Last Hours on Everest by Graham Hoyland

Last Hours on Everest by Graham Hoyland

Author:Graham Hoyland
Language: eng
Format: epub
Publisher: HarperCollins Publishers
Published: 2013-02-18T05:00:00+00:00


We had joined the 1990 Earth Day 20 International Peace Climb, a combined American–Soviet–Chinese trip led by Jim Whittaker, the first American to climb Everest. It was the first time that the three nations had collaborated to climb a mountain. The plan was to bring together mountaineers from Cold War enemy nations to show what could be accomplished through cooperation. As Whittaker wrote in the 1991 American Alpine Journal, ‘This was before glasnost, before perestroika, before the Reagan–Gorbachev summit, before Gorbachev went to Beijing. We would hold the summit of all summit meetings, enemies becoming friends.’

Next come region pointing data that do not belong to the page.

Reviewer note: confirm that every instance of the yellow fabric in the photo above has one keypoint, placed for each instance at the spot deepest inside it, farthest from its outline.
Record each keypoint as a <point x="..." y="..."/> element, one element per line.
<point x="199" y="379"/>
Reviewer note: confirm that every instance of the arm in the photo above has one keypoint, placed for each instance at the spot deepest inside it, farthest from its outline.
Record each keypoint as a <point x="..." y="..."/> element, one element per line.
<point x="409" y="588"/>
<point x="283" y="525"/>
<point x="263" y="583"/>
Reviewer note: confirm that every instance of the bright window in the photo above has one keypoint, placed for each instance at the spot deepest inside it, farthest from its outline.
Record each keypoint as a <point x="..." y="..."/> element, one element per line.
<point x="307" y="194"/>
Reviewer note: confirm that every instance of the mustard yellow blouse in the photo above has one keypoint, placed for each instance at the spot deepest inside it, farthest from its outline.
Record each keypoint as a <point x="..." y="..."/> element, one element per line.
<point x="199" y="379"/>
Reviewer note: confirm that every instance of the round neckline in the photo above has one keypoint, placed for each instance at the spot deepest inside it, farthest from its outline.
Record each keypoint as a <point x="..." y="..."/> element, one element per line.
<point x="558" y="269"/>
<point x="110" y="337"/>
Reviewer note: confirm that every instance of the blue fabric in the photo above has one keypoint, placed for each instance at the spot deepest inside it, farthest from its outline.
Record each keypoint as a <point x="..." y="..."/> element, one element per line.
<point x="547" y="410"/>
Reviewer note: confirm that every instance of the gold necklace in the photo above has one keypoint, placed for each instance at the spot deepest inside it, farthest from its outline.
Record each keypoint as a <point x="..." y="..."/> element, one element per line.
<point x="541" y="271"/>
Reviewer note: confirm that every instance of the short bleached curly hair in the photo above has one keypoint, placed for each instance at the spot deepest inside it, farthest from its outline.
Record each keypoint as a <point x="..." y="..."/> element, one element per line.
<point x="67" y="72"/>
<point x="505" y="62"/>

The International Peace Climb certainly required diplomatic leadership. We were in Chinese-controlled Tibet, and the Chinese had not allowed Soviets on their soil in 30 years. Whittaker went to both countries to get their leaders’ support, and it was a laudable effort on his part.

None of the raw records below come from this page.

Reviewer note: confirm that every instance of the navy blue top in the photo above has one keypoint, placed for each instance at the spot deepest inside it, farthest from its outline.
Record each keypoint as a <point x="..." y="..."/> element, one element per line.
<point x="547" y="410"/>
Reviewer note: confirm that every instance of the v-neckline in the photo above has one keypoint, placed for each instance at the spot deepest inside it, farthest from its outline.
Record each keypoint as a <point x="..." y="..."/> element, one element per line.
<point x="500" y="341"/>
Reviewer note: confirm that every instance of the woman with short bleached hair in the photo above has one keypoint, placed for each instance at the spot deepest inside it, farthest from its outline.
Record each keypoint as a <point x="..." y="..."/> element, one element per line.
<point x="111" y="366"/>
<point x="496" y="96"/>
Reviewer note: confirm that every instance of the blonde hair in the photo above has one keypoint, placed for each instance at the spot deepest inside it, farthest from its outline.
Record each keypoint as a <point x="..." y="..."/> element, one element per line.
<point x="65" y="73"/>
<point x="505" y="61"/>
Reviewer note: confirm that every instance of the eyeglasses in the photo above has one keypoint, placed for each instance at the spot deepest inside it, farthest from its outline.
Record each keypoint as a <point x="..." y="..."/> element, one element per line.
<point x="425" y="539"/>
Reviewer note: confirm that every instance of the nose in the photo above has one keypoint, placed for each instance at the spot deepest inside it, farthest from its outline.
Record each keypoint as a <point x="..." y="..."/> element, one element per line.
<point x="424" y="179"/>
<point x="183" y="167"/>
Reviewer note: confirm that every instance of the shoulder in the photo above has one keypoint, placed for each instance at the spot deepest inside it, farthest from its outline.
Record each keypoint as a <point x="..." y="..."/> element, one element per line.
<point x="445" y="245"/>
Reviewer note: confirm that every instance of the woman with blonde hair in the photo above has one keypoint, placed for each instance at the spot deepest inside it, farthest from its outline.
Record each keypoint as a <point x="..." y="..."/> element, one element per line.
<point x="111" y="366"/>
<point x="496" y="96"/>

But it wasn’t entirely peaceful. Whittaker had to leave the expedition early on with a medical problem and returned two weeks later to find several disputes brewing. Some of the Soviet climbers – who, frankly, were prima donnas – objected to doing the washing-up, presumably because back home they would have staff to do that sort of thing. Some Chinese climbers were seen hiding food up the hill behind boulders, and some of the Americans complained that they were paying for everything. I witnessed one fist-fight, but the trip was successful in that it got 20 climbers to the top – the highest number on a single expedition thus far. Ed Viesturs, a 30-year-old veterinary surgeon from Seattle, was there on his first Everest summit, and he would go on to climb all the 8,000m peaks without supplementary oxygen. Our filming expedition was a small side-show, although Breashears was clearly respected by the international climbers.

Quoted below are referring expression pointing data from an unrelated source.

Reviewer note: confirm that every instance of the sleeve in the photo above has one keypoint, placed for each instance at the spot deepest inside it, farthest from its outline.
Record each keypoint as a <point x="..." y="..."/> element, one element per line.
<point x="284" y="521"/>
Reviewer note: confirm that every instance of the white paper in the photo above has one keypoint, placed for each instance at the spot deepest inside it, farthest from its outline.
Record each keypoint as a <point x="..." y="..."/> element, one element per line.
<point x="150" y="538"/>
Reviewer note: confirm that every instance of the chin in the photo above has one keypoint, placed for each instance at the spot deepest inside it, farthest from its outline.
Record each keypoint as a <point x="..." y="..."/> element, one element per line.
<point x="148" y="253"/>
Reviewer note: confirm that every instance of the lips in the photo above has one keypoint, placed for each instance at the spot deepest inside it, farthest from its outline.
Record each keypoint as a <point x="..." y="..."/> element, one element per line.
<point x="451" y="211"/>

One day we walked up to the main camp with our team to film a satellite phone-call that Whittaker was to make to President George H. W. Bush (the father). As we approached we saw a cluster of worried-looking climbers standing around the vital petrol generator that was supposed to power the presidential call. One by one they would pull on the starter-cord and the engine would run for a minute. Then it would die. Apparently they had tried everything: fresh fuel, fresh oil, new plugs, and so on. But it wouldn’t keep running, so the call was off.

As the crowd melted away I decided to take a look, being something of a mechanic. I noticed there was a pair of wires disappearing into a switch mounted on the oil-pan that was designed to turn the engine off if the oil level fell dangerously low. The level was OK on the dip-stick, but what if the switch was faulty? I removed the wires and joined them. Then I pulled the engine into life. It ran – and kept on running. The crowd re-gathered, and our filming was back on. During the satellite call I noticed that Whittaker told the president that ‘his team’ had fixed the problem.